Edit. And actually admin time for consultants is often unofficially buried in SPA time
(edited 3 years ago)
Reply 6
Original post by Anonymous
Hello! So in final year at the moment and I've heard horror stories about the way FY1/FY2's are treated. How bad is it? Why is it so bad? Is it better or worse than being a student?

Feel like I'm not very good at dealing with people being mean for no reason/might be slightly insecure as a person so a bit worried about whether I'm resilient enough. I've been dealing okay with things at medical school but it would be good to know what makes it foundation so hard and if there's anything I can do now to prepare for FY1/make things easier?

I'm small, BME female so from what I've been told/have read online will probs not be the nurses favourite lol. Have had good feedback on placement about my medical knowledge, being organised/conscientious, good with patients etc but I do worry about the potential pressures of FY1 and how I'll cope in a healthy-ish way.

My daughter's an FY1... exactly how @CoffeeShakes describes.

With the qualities you describe you'll be fine, even if it doesn't feel that way at the outset.
I found it nice in some ways. I was happy to be able to be in some way useful in many ways, even if it was just requesting an x-ray! I went in with low expectations, and it was better than I thought.

The worst part was the commute honestly. And switching your sleep up for nights (nights themselves not too bad though).
Reply 8
Original post by nexttime
I found it nice in some ways. I was happy to be able to be in some way useful in many ways, even if it was just requesting an x-ray! I went in with low expectations, and it was better than I thought.

The worst part was the commute honestly. And switching your sleep up for nights (nights themselves not too bad though).

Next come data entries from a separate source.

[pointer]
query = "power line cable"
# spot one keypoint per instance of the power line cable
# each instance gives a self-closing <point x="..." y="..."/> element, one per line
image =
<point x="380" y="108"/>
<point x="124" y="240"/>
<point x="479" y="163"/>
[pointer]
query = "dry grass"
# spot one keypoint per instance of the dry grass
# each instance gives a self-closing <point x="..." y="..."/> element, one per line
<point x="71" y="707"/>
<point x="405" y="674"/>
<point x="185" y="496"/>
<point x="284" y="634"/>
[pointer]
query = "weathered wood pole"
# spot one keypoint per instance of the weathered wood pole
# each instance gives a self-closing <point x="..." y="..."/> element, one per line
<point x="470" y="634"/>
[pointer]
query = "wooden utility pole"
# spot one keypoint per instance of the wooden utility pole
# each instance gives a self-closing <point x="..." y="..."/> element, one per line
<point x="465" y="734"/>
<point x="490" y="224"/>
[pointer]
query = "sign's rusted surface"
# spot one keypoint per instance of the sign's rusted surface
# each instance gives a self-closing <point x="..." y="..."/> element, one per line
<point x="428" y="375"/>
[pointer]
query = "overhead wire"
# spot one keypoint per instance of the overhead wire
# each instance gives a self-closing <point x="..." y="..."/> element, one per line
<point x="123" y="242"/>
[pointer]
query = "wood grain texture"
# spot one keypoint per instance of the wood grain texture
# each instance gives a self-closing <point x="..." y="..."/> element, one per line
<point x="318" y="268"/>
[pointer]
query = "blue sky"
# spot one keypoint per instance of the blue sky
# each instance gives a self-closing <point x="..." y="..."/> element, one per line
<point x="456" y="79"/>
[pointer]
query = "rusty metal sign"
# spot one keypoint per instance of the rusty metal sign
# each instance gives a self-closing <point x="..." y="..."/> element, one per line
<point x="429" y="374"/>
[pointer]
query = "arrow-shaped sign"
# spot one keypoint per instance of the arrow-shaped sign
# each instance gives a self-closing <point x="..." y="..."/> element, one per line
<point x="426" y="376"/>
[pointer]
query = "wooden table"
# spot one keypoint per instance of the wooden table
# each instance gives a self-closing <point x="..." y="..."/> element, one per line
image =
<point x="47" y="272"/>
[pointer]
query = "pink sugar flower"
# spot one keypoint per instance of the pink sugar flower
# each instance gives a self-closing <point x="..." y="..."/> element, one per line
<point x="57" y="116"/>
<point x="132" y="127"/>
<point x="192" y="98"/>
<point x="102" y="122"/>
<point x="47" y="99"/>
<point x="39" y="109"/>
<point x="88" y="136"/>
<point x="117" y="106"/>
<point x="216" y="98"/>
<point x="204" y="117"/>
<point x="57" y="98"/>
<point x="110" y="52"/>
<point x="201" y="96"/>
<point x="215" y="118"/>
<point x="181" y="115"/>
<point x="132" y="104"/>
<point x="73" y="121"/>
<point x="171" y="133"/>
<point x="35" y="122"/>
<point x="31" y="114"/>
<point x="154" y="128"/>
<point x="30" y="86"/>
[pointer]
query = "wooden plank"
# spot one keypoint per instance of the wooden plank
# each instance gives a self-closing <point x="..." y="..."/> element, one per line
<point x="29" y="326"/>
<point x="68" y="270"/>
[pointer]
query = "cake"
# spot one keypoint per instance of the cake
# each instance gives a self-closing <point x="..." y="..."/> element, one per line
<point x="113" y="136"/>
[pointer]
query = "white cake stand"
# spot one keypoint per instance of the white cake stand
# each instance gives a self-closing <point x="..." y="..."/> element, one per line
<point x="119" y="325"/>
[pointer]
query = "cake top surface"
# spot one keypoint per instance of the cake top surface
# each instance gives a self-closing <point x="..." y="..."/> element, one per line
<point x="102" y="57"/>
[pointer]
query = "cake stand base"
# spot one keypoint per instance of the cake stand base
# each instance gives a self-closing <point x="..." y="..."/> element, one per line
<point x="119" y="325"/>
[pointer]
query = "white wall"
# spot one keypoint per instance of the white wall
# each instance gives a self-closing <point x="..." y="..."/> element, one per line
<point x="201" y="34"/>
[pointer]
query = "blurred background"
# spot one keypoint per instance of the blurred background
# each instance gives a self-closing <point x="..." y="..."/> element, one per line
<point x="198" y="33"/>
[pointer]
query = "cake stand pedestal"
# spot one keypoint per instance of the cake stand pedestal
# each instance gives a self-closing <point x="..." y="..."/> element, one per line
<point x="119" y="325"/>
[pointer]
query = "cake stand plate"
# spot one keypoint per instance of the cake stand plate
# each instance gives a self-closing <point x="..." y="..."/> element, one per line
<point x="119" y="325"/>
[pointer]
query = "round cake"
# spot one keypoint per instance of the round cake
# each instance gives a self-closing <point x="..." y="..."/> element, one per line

This is why I've been more keen on being in a hospital in the city! I've heard DGH's can have nice vibes but I'm not sure if it's worth 40 minute commutes back and forth!
Reply 9
Thank you so much for taking the time to reply guys, really appreciate it and am feeling a lot more hopeful!
Original post by Anonymous
This is why I've been more keen on being in a hospital in the city! I've heard DGH's can have nice vibes but I'm not sure if it's worth 40 minute commutes back and forth!

You don't have to live in the central city, and 40 minutes seems very optimistic! My train commute was just 25 mins, but door to door was 1h-1h20. Even just walking across some hospital sites can take like 15 minutes daily!

With 8am start I had to leave the house at 06:40 every day, wouldn't get back until 7pm frequently. Sucked!
(edited 3 years ago)
So I won’t deny that it’s a stressful job at times - but again it’s so variable, some days you’ll be super busy and others you’ll have literally nothing to do but prepare discharges for patients who are nowhere near going home, just for something to keep your mind busy!

I struggled at times whilst a student, often felt like I didn’t fit in the team etc because of short placements or that I was bothering people. I definitely cope much better as an FY than I did as a student. My mum often says to me that I must be doing a good job because I don’t phone her in tears!

Basically - yeah it’s hard, but everyone’s in it together, plus you get paid.

Also re commute - I worked at a DGH an hour away, and had to leave at the same time as I would driving to the tertiary hospital 20 mins away by the time you factored in parking and trekking to the ward.